Caring also implies a particular way of attending as not applying a hierarchical and controlling eye, but, according to another curator, a comportment of “not being too close to artists.” I believe he doesn’t mean refusing friendship to maintain a kind of aloof disinterested objectivity - an impossible and unrealistic and undesirable goal. It could mean, though, in the context of that collaboration (in an exhibition or other forms of public life of the art), a kind of opening is always maintained by the carer, to assert the possibility of the works of art beyond how the artists like them to be approached or beyond their being mere extensions of the artists’ lives. This special attending is consisted in the ability to disidentify and defamiliarize with the works, despite liking and appreciating them so much.

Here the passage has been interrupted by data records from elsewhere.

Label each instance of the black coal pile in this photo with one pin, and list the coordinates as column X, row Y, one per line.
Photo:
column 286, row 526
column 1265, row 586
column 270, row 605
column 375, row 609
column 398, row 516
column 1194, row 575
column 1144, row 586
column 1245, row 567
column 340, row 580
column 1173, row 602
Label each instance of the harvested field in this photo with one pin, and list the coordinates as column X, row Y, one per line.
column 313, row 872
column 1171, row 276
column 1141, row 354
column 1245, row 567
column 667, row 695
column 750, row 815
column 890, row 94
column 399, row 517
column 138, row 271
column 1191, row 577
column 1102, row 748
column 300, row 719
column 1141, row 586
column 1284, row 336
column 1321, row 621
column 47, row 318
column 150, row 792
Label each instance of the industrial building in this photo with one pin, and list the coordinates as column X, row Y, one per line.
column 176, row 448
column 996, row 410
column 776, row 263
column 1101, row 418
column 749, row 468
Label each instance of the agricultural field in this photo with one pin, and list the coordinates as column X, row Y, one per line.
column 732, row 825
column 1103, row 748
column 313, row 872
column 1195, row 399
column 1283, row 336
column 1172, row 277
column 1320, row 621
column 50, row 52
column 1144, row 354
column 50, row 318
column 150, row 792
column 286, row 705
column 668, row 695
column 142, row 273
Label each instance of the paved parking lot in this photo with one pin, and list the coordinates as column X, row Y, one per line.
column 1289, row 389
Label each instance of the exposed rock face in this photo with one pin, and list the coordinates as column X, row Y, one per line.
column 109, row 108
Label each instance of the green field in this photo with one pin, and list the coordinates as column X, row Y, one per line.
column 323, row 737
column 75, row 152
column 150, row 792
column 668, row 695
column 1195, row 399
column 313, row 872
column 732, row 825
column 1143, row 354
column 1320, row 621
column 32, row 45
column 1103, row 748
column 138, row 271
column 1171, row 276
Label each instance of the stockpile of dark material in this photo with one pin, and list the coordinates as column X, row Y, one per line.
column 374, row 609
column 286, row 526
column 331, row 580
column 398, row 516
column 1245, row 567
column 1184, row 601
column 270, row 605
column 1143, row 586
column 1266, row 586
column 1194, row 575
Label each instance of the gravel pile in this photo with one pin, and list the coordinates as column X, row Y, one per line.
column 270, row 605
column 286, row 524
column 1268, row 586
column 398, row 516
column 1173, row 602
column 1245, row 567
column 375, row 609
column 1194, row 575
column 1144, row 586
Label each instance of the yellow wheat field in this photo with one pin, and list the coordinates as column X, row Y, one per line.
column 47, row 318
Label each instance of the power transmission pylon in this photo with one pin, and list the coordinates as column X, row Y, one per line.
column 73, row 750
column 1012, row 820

Lastly, as if this is already not too much to ask for, the carer must regard herself as the primary conservationist of the art works. To conserve is not to accumulate without discrimination. It is however to be able to secure the art first, in order that the possibility of conservation driven by an empathy of the future is kept open. We have seen how little care has been applied to heritage conservation, that of the built environment and that open space it hews out. The same with the caring of art - not only are the works made objects of care and conservation, but also the possibilities they refer to, the open space they hew out. The carer doesn’t know all, but by being close to the works, he/she is in one of the best positions to safeguard the future possibilities of the works, to keep them open. Instead of the guardian of closed doors, he/she is the carer of the open path.
To take care of what is dearly cherished, one gets, understandably, extremely and excessively nervous. To take care of must make sure this endearing does not suffocate that which is under its care. This is a relation that requires not the two sides look into each others’ eyes, but towards the same direction. The carer therefore finds herself balancing between making oneself extremely small, even unnoticeable, but not so small as to losing one’s foothold, and making oneself very big, as big as with a stretch of arms, the expansive field of the specific defensible position is still in reach, but not so big as to end up encountering only oneself. It is holistic care, not compartmentalized duties, that curating entails.
Caring is not governed by the same kind of freedom as making art, hence will not acquire freedom as power by claiming or demanding it from art. The reverse is also true. But by acknowledging their own frames of reference, they empower themselves by keeping open, for themselves, an honest space, which will, in the long run, allow each other to be honest, too. No one is no one else’s victim. No one is no one else’s object of nostalgia.
I say without shame what I have outlined here is partly based on some dreamy ideal. I also propose without shame that without peregrinations in thinking, beginning again may not have been possible.
This article was published in 'Who Cares? 16 Essays on Curating in Asia', Para/Site Artspace, Studio Bibliotheque ad seed | projects: Hong Kong, 2010.
A longer version of this article was presented in the International Conference on “Globalization: Cultures, Institutions and Socioeconomics”, Chinese University of Hong Kong and University of Washington in St Louis, 2008.